Lec 16 LLM Tools and MCP

“Brain and Limbs” Analogy

LLM - the brain
- complex reasoning
- understand user intent

How Do Models Call Tools

LLMs don’t execute tools directly
LLMs “learn” to generate tool call syntax
A system orchestration layer intercept and execute the tool
Three primary methods for LLMs to know about tools
- Instruction Tuning (Fine-Tuning)
- System Prompt (e.g. ReAct)
- In-Context Learning (Few-Shot)

Instruction Tuning

An LLM explicitly fine-tuned on a dataset of (Instruction, Tool Call, Tool Output, Final Answer)
- Early works (2023):
  - Toolformer
  - TALM
Fine-tuned to recognized when an instruction requires a tool and to emit the exact syntax
At inference time, no need for extra info to LLM,
Knowledge of tool use baked into model weights
- Pro: Very fast and reliable for known tools.
- Con: Not flexible; cannot easily add new tools without re-tuning.
This is early work, not scalable with new tools

System Prompt

System prompt instructs LLM to call tools

eg.

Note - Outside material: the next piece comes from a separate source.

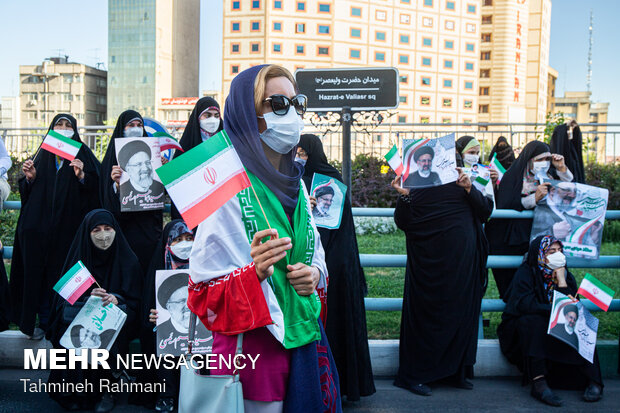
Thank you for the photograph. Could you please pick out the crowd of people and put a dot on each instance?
(303, 286)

ReAct loop

Reason: LLM thinks step-by-step about what it needs. Tool Call: LLM decides to call a tool and generates the tool call syntax. Tool Execution: Outside the LLM, execute the tool, get result, and feed back to LLM Repeats this loop until it has enough information to answer the user.

Pro: Flexible; new tools can be added just by describing them in the prompt
Cons: Can be less reliable than fine-tuning; agent can get “stuck in a loop”, making errors or inducing many LLM calls.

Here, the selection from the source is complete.